L’internement en Belgique, un pass vers la prison ou vers des soins ?

11 Décembre 2023
Domaine d'action: Police et justice
Critère de discrimination: HandicapAutres critères

Dans la foulée de la journée internationale des personnes handicapées et de celle des droits humains, Unia dresse un état des lieux du parcours de l'internement en Belgique dans un rapport qui en montre la complexité, étape par étape. Entre 2021 et 2023, 200 entretiens ont été menés auprès de personnes internées, de leurs proches et de professionnel·le·s du secteur avec, en filigrane, l’enjeu, les leviers et les obstacles de la réinsertion des personnes internées dans notre société.

Les troubles psychiques : une situation de handicap

En Belgique, plus de 4.000 personnes ont été déclarées irresponsables de leurs actes en raison d’un trouble psychique qui a altéré le contrôle de leurs actes. C’est encore trop souvent méconnu, mais les personnes avec des troubles psychiques, parmi lesquelles les personnes internées, sont bien en situation de handicap. À ce titre, elles sont protégées par la Convention ONU relative aux droits des personnes handicapées.

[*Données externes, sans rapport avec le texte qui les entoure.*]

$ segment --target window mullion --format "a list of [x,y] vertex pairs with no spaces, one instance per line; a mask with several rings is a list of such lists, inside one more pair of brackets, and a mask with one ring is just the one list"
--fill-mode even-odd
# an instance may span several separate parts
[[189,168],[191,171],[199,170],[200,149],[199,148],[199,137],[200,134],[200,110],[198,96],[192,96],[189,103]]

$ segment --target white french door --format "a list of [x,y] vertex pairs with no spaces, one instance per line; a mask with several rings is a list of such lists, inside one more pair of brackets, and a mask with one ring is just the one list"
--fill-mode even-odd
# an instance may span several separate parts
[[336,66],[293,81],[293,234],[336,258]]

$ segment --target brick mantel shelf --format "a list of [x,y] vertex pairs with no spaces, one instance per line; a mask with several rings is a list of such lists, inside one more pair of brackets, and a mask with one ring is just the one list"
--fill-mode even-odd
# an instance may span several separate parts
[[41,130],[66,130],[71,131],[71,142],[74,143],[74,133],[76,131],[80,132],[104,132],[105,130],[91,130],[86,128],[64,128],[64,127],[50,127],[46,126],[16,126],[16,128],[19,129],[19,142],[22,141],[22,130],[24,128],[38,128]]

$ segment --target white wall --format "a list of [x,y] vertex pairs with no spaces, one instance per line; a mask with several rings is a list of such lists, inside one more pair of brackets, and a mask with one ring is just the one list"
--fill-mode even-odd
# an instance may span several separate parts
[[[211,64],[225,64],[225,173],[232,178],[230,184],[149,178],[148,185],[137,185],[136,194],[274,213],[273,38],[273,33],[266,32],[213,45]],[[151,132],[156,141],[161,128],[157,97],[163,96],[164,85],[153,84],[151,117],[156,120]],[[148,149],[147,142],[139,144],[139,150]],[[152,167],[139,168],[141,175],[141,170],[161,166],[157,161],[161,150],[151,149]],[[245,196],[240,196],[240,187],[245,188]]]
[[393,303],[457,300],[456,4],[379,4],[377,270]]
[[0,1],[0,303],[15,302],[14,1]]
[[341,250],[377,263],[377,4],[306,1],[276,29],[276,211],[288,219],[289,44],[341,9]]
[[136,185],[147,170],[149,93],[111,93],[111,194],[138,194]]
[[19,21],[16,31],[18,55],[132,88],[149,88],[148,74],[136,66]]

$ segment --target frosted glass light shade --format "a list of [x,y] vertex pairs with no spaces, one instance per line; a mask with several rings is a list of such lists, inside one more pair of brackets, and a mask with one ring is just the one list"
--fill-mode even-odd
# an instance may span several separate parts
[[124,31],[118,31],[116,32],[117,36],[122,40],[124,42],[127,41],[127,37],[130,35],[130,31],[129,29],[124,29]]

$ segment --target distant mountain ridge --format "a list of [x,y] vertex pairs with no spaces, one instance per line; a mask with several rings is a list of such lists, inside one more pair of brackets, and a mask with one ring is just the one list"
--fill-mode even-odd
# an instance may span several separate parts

Le parcours d’internement : un trajet de soins sinueux

Ces personnes sont ainsi écartées du système pénal classique, mais leur internement est prononcé pour une durée illimitée. Leurs témoignages révèlent combien cette absence de perspective est décourageante et angoissante.

Près de 900 d’entre elles séjournent dans les établissements pénitentiaires. Or, si l’engagement des professionnel·le·s est réel et mérite d’être souligné, ces derniers témoignent combien il est ardu de permettre à chaque personne internée de séjourner dans un endroit adapté à ses besoins, notamment en termes de soins et de réinsertion.

Cinq principaux défis à relever, dans l’urgence, en matière d’internement

Malgré plusieurs condamnations par la Cour européenne des  Droits de l’Homme (CEDH) en raison de cette situation, la Belgique ne satisfait pas encore aux attentes de l’Europe.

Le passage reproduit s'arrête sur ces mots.